Wednesday 20 July 2022

Too Much Politics

For a sad sack like me, there can never be too much politics. The problem is reflecting on the big ticket items of the day - the release of the long awaited Forde Report and the whittling down of the Tory leadership contest to the final two - are beyond my abilities to write about simultaneously. How about just one, then? Alas, the piece promised yesterday on Labour and Forde has been written (all 1,500 words of it), but it's now destined to appear elsewhere. Look out for that in the morning. And the other big issue? Yes, a piece on the Tory leadership contest is in preparation. But that's been promised to another outlet as well. Expect it to land tomorrow evening if the fates allow it.

That means for now, as far as blog coverage is concerned, we're turning matters over to the Novara comrades whose show tonight has covered both topics!


Ellie said...

Hi Phil, could you let us know where to find your articles please? Very interested to read what you think of Forde in particular. Thanks, Ellie

Phil said...

Here you go Ellie: my take on the Forde Report

Graham said...

I always thought that any attempt by the Labour Party to make radical changes would by resisted by the security services and the establishment with the monarchy as a figure head in "A Very British Coup" as fictionalised by Chris Mullin.
Now we know it wont get that far as the Labour Party right wing can be relied on to do the job.

Blissex said...

my take on the Forde Report
«project for transforming Labour from the bureaucratically-run B-Team of British capitalism into an electorally viable party rooted in working-class communities meant obsolescence for them and their careers.»

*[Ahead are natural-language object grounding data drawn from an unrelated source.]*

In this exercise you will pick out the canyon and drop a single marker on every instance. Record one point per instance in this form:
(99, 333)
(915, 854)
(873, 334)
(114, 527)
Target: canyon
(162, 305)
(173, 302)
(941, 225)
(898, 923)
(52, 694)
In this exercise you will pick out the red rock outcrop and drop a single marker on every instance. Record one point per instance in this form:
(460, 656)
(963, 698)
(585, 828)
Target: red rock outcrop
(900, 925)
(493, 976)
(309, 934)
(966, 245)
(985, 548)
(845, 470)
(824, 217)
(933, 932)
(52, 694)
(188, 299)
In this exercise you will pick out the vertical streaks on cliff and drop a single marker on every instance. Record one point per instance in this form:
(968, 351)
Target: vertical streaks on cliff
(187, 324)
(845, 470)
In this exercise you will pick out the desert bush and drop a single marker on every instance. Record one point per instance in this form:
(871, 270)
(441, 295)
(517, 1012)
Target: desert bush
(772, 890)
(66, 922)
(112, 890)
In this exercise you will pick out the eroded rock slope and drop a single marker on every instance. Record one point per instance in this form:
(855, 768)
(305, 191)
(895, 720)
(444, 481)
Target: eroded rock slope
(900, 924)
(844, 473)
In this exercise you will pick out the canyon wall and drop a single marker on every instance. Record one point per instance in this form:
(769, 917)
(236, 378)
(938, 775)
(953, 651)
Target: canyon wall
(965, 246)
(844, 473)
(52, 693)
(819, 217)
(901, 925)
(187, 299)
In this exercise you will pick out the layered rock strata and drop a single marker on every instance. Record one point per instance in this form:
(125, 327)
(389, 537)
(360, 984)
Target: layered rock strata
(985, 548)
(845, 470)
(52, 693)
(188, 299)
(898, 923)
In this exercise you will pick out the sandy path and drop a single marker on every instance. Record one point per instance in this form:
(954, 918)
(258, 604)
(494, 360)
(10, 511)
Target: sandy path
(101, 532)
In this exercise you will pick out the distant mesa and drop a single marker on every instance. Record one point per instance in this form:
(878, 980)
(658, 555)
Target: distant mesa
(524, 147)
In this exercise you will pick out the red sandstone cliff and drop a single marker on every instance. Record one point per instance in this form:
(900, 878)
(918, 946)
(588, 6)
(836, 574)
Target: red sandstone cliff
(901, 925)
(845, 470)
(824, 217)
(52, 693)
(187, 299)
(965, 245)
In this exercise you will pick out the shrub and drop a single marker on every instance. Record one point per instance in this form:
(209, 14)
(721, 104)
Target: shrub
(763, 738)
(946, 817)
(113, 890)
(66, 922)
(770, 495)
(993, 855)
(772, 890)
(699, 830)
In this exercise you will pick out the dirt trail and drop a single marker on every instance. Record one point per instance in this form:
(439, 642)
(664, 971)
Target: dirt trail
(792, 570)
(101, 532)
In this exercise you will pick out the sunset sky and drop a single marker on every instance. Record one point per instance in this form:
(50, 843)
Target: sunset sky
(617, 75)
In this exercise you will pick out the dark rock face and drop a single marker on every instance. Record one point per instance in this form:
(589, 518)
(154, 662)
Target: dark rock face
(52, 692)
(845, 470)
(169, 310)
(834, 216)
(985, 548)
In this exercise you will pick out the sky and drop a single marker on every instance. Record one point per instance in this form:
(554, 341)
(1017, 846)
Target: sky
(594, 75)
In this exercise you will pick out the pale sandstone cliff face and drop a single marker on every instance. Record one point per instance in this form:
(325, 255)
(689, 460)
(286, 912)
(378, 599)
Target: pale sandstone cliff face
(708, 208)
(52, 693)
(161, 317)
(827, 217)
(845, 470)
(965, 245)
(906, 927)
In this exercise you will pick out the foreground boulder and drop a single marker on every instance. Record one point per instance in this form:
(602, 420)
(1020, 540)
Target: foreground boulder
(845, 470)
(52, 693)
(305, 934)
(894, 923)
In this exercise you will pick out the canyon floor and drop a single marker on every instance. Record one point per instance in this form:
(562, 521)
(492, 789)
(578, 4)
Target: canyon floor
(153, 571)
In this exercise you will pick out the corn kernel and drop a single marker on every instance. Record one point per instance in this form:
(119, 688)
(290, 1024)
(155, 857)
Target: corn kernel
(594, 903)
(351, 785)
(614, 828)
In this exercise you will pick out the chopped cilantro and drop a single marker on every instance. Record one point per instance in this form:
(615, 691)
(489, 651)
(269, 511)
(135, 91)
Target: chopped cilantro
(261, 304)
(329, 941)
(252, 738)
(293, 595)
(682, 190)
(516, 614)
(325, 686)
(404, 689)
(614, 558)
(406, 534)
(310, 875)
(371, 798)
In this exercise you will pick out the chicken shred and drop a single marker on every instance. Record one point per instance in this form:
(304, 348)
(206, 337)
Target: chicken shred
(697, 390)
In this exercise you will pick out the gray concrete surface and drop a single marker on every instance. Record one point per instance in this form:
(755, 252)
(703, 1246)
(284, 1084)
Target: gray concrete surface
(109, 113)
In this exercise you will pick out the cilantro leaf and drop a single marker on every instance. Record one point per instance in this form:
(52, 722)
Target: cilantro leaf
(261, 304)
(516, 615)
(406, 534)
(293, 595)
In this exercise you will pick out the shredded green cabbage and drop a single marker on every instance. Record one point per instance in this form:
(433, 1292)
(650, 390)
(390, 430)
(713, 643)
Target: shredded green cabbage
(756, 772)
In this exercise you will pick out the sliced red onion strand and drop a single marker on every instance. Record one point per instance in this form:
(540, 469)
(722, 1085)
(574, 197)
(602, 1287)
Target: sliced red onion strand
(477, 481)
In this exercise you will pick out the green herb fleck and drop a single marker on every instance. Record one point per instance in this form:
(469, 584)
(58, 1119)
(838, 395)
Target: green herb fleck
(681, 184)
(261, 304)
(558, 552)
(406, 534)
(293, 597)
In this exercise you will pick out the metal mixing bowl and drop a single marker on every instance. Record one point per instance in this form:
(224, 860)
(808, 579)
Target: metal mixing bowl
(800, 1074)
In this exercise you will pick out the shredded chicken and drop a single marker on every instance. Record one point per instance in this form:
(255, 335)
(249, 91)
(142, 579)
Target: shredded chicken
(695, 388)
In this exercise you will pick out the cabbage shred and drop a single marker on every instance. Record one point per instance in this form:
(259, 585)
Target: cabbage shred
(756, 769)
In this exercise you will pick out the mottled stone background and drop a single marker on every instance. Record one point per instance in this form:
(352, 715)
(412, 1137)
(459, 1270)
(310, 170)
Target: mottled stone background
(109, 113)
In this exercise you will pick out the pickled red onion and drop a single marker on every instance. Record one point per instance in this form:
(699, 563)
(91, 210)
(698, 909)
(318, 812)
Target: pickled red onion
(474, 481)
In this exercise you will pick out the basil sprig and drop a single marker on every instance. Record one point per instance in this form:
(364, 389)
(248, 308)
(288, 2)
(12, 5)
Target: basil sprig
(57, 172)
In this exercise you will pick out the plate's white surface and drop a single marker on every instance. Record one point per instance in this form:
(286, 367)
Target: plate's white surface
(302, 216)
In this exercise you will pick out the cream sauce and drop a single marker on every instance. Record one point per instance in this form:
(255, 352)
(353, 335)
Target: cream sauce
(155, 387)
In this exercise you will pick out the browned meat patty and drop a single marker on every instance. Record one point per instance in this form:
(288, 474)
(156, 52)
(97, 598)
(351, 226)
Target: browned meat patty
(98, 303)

Those who still read my comments won't be surprised that I also suspect that many staffers, local party officials and MPs were worried that their property portfolios would be impacted by Corbyn's policies.

Because after all even anti-Corbyn staffers would be unlikely to lose their jobs under a Corbyn leadership, and actually it has been Starmer that has started mass staffer redundancies (presumably to purge the remaining "trots" from the party).

«Forde argues that the anti-Corbyn faction were motivated by a genuine belief that Corbyn meant doom for Labour’s electoral prospects and, subjectively, believed they were doing the right thing.»

The question is whether the "centrists" think that the goal is getting more votes and only a switch to thatcherism can do that, or whether they think that the goal is switching to thatcherism and the claim/hope that this would get more votes is an excuse.

Then I am sure that either way they believe that New Labour must be thatcherite, either as a means to an end, or an end in itself.

Blissex said...

"it wont get that far as the Labour Party right wing can be relied on to do the job."

It is not the Labour right wing, it is the Liberal "radical" wing (the Mandelson Tendency) that rules the New Labour party, Tony Benn had already spotted that in 1993: "These so called modernisers are really Victorian Liberals, who believe in market forces, don't like the trade unions and are anti-socialist".

There is also a Labour right that is still barely "labour", at least as defined by an "extremist" "trot" like Roy Hattersley: "The Labour Party was created to change society in such a way that there is no poverty and deprivation from which to escape".

Blissex said...

One of the funniest moments in the Novara Media session is the first speaker appearing to me quite delusional when she said that the PM selection is now in the hands of people quite detached from reality,

In the reality I know Conservative party MPs, activists, members and most voters have been winning for 40 years, their reality has been rapidly improving for 40 years, and all three major parties consider them their core constituency.

Far from being detached from reality, Conservative party members, activists, MPs, "sponsors" have both adapted to and driven reality to favour themselves, while "leftoids" fantasize because they listen to the declamations of the tories, instead of watching what they do and achieve.